Aspettarlo, come dei genitori biologici, dura 9 mesi. Come genitori adottivi dura anni. Sempre. In comune, c’è un grande desiderio a monte, che nella maggior parte dei casi viene esaudito dalla provvidenza; negli altri, a costo di tanta (che qualche volta si rivela anche troppa) pazienza.

Mi si dirà: una diversità esiste. Concordo. Ci sono la ferita originaria, la questione delle radici, molti possibili perché e altrettante strade per raggiungerli, o anche solo per rincorrerli. Ma come genitore no, non c’è differenza nell’amare, accudire, temere e sperare.

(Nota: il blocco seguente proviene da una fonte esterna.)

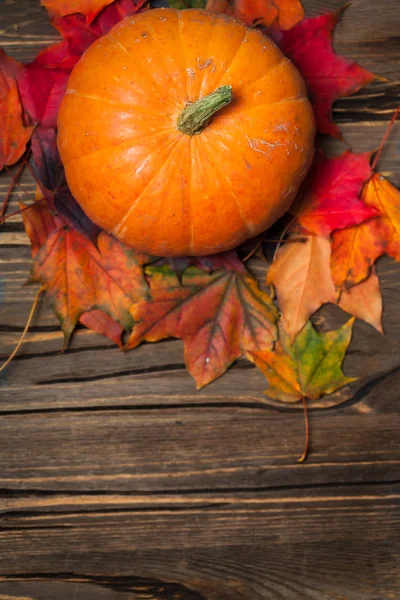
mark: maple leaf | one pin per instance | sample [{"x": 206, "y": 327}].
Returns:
[
  {"x": 41, "y": 92},
  {"x": 14, "y": 133},
  {"x": 78, "y": 277},
  {"x": 364, "y": 301},
  {"x": 382, "y": 195},
  {"x": 303, "y": 281},
  {"x": 307, "y": 368},
  {"x": 79, "y": 35},
  {"x": 101, "y": 322},
  {"x": 328, "y": 76},
  {"x": 330, "y": 196},
  {"x": 50, "y": 177},
  {"x": 284, "y": 13},
  {"x": 355, "y": 250},
  {"x": 89, "y": 8},
  {"x": 208, "y": 263},
  {"x": 219, "y": 316}
]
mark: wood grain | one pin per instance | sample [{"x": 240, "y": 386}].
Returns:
[{"x": 118, "y": 481}]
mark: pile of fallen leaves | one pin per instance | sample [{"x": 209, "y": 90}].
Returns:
[{"x": 344, "y": 218}]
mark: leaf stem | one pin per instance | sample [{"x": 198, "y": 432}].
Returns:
[
  {"x": 307, "y": 432},
  {"x": 29, "y": 321}
]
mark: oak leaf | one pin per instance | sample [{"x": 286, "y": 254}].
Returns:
[
  {"x": 307, "y": 368},
  {"x": 89, "y": 8},
  {"x": 284, "y": 13},
  {"x": 330, "y": 197},
  {"x": 219, "y": 316},
  {"x": 301, "y": 275},
  {"x": 327, "y": 75},
  {"x": 364, "y": 301},
  {"x": 78, "y": 276},
  {"x": 14, "y": 132}
]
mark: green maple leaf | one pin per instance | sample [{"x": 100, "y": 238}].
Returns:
[{"x": 308, "y": 368}]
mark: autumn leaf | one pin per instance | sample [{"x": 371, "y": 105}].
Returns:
[
  {"x": 219, "y": 316},
  {"x": 78, "y": 276},
  {"x": 330, "y": 197},
  {"x": 41, "y": 92},
  {"x": 14, "y": 133},
  {"x": 355, "y": 250},
  {"x": 50, "y": 177},
  {"x": 303, "y": 281},
  {"x": 79, "y": 35},
  {"x": 284, "y": 13},
  {"x": 101, "y": 322},
  {"x": 382, "y": 195},
  {"x": 364, "y": 301},
  {"x": 327, "y": 75},
  {"x": 89, "y": 8},
  {"x": 208, "y": 263},
  {"x": 307, "y": 368}
]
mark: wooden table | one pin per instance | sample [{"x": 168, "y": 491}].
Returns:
[{"x": 119, "y": 481}]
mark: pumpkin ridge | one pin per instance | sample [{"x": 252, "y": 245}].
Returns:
[
  {"x": 267, "y": 73},
  {"x": 289, "y": 100},
  {"x": 119, "y": 225},
  {"x": 126, "y": 144},
  {"x": 145, "y": 72},
  {"x": 182, "y": 51},
  {"x": 246, "y": 223},
  {"x": 190, "y": 194},
  {"x": 109, "y": 102},
  {"x": 218, "y": 83}
]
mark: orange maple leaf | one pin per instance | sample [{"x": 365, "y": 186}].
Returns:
[
  {"x": 78, "y": 276},
  {"x": 308, "y": 367},
  {"x": 364, "y": 301},
  {"x": 14, "y": 134},
  {"x": 355, "y": 249},
  {"x": 284, "y": 13},
  {"x": 219, "y": 316},
  {"x": 303, "y": 280}
]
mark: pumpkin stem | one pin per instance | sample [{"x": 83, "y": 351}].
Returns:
[{"x": 196, "y": 115}]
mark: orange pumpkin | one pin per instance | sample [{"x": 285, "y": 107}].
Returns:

Ecco perché la decisione del Gran Consiglio sull’iniziativa cantonale che chiede la parificazione delle mamme adottive a quelle biologiche nelle prime 16 settimane – proteggendole dal licenziamento – non potrà non tenere conto delle esperienze, dei sentimenti, delle sacrosante rivendicazioni di chi si ritrova a dover elemosinare quello che qualcuno (molti!) considera un privilegio. Atterrisce l’evidenza che in commissione parlamentare le firme di chi appoggia l’iniziativa siano poche e che pare si stia spaccando il capello in quattro per ammansire la coscienza nel caso di una bocciatura.

Io ricordo un abbraccio. Lo metto a disposizione di chi voglia, semplicemente, capire. Ma lo avverto: potrebbe essere meraviglioso.